Valentin Nefyodov

Personal information
- Full name: Valentin Valentinovich Nefyodov
- Date of birth: 23 February 1982 (age 43)
- Place of birth: Moscow, Russian SFSR, Soviet Union
- Height: 1.85 m (6 ft 1 in)
- Position(s): Midfielder

Youth career
- 1999–2000: Nika Moscow

Senior career*
- Years: Team / Apps / (Gls)
- 2001: Lokomotiv Nizhny Novgorod / 11 / (2)
- 2001: Arsenal Tula / 5 / (0)
- 2003: Uralan Plus Moscow / 7 / (1)
- 2003–2004: Chornomorets Odesa / 5 / (0)
- 2003–2004: → Chornomorets-2 Odesa / 15 / (1)
- 2005: Mashuk-KMV Pyatigorsk / 8 / (1)
- 2006: Anzhi Makhachkala / 31 / (0)
- 2007: Zvezda Irkutsk / 1 / (0)
- 2007–2008: Naftovyk-Ukrnafta Okhtyrka / 19 / (0)
- 2008–2009: Illichivets Mariupol / 20 / (0)
- 2012–2013: Dolgoprudny / 35 / (2)

= Valentin Nefyodov =

Russian footballer

Valentin Valentinovich Nefyodov (Валентин Валентинович Нефёдов; born 23 February 1982) is a former Russian football midfielder.

==Club career==
He made his Russian Football National League debut for FC Lokomotiv Nizhny Novgorod on 2 May 2001 in a game against FC Khimki.

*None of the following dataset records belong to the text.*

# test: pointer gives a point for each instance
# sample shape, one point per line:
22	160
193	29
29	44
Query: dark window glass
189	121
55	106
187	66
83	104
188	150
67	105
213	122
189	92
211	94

Overall, he played 3 seasons in the FNL for Lokomotiv, FC Arsenal Tula, FC Anzhi Makhachkala and FC Zvezda Irkutsk.

He also played 3 seasons in the Ukrainian Premier League for FC Chornomorets Odesa, Naftovyk and FC Illichivets Mariupol.